Rosalind had come into Mom’s room to check on her and have a chat with me. She rubbed Mom’s arm. “We love her.”
“Even when she tries to get up by herself and presses the call button fifty times a day?” I laughed.
My mother reached for her lipstick and the mirror on her little table. “You dirty bird,” she said to me. “Don’t start in with that.”
The nurse gave me a wink and a knowing smile and left to tend to the resident across the hall.
As usual, Mom’s television was on in the background. Trump’s speech the day before at CIA Headquarters was being rebroadcast.
“So, Mom, how are you feeling about our new President?”
“It’s a shame that he blew all the people off who really cared about something.”
“You mean the Women’s March yesterday?” I asked.
She looked up from the mirror. “Yeah, he got ‘em all wound up, then didn’t listen to them.”
Mom went back to applying her lipstick with a shaky hand.
“How about Melania?”I asked.
“Too skinny. Great inaugural dress, but too skinny. And, Trump’s big on Nepotism. ‘Gotta have his tribe around.”
“I felt for Hillary to be there and watch this whole thing,” I said. “Must have been hard.”
“I know,” Mom replied. “She killed herself through the whole campaign. It’s a man’s world, though. Sorry about that but it is.”
“You saw yesterday’s marches,” I said. “Strength in numbers, Mom.”
“Maybe.” She paused. “I’m just fascinated with it all.”
“What’s your thought about that Kellyanne Conway?”
Mom looked up at the television. “Which one is she, again?”
“You know, Trump’s campaign manager. Now, Counselor to the President.”
“The gaudy blonde? Is she married?”
Just then, my eyes went to the balloon that was hovering near the ceiling. “Where’s that from?”

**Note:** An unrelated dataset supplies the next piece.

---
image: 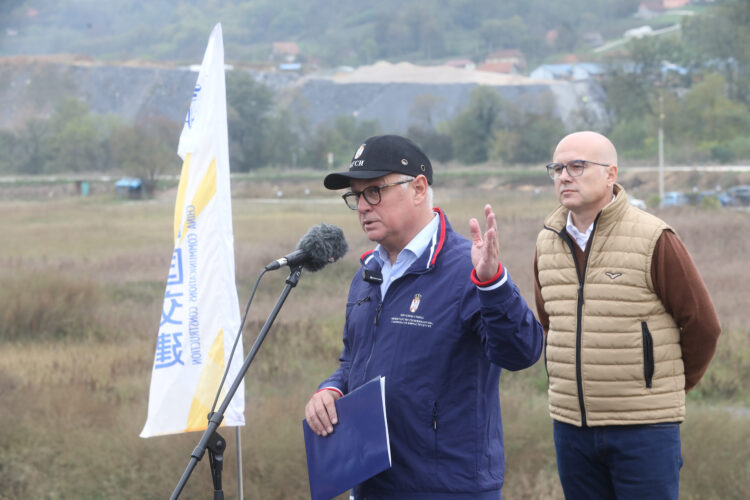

“Oh, we had a circus-theme party yesterday.”
“Really? Did you have fun?”
“I had a ball even though I was stuck in this wheelchair and couldn’t dance, but I tapped my feet to the music. They closed with Hava Nagila in a circle. I loved that.”
“If only I could dance again,” she sighed, trying to cap her lipstick. Then, added: “You just learn to do something else.”
“Do you miss the booze? I mean, Mom, you loved parties with the wine.”
“Not really. It’s a waste of time now. I’ve got this new thing – pink lemonade. I drank that with the potato chips and the colored M&M’s at the party.”
I sat looking at her, waiting for more that I knew was coming.
She finally got the cap on the lipstick. “Make lemonade out of a lemon. That’s what I say.”
We looked back at President Trump on the TV.
“There’s no grey area with that one,” Mom said. “He’ll either sink or swim.”